Personal details
- Born: 5 January 1974 (age 52) Podgorac, SR Serbia, SFR Yugoslavia
- Party: Vlach National Party (2004–present)

= Predrag Balašević =

Serbian politician of Romanian ethnicity

Predrag Balašević (Predrag Balașevici, Предраг Балашевић) is a Serbian politician of Timok Vlach ethnicity who is currently the leader of the Vlach National Party.

==Biography==
Predrag Balašević was born on 5 January 1974 in Podgorac (Podgorț), in the region of the Timok Valley in Yugoslavia (now Serbia). He created the Vlach National Party on 25 April 2004 in Bor to defend the rights of Timok Vlachs of Serbia. In 2008, he led the political coalition United Vlachs of Serbia formed between the Vlach National Party and two other Vlach parties. This was done with the intention of participating in the 2008 Serbian parliamentary election. For doing this, 10,516 signatures showing support to the coalition were submitted. The coalition presented 171 candidates in the elections.

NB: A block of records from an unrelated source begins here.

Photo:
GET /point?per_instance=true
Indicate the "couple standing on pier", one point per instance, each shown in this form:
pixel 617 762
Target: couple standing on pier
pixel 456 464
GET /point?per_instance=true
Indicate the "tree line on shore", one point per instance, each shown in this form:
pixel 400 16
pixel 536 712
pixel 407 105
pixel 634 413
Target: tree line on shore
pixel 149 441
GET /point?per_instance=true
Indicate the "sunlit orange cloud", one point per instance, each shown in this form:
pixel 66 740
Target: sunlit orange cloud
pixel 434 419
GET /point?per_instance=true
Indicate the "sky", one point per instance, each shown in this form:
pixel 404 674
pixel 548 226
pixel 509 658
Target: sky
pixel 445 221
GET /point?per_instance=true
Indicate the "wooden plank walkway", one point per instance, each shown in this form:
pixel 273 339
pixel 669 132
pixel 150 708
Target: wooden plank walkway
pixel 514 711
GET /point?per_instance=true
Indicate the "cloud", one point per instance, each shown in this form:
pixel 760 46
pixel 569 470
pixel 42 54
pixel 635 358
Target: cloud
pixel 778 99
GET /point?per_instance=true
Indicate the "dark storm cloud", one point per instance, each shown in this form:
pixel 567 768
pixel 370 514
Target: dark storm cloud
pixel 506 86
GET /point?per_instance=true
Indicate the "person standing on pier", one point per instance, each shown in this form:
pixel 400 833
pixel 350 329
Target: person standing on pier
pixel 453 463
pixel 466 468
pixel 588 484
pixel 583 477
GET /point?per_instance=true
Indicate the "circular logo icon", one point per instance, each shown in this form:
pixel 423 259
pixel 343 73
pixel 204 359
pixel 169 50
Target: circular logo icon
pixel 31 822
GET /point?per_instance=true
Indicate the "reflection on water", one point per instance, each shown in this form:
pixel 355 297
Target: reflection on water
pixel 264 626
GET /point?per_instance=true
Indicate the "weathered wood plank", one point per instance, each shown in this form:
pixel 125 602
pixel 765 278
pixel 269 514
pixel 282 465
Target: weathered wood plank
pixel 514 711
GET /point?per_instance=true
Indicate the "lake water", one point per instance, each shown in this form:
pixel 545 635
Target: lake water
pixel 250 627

Balašević has reported that the lack of education in the Romanian language in the Timok Valley is "dramatic" and endangers the survival of the community, demanding help from Romania and comparing the situation with the support that Hungary brings to its diaspora. On 2020, he participated in the 2020 Serbian parliamentary election, saying that this election was an important opportunity for a representative of the estimated around 330,000-strong Romanian minority in Serbia to enter the Parliament of Serbia for the first time. Balašević also thanked George Simion and his Romanian party Alliance for the Union of Romanians (AUR) for supporting him during the elections, with AUR being the only party from Romania that did this.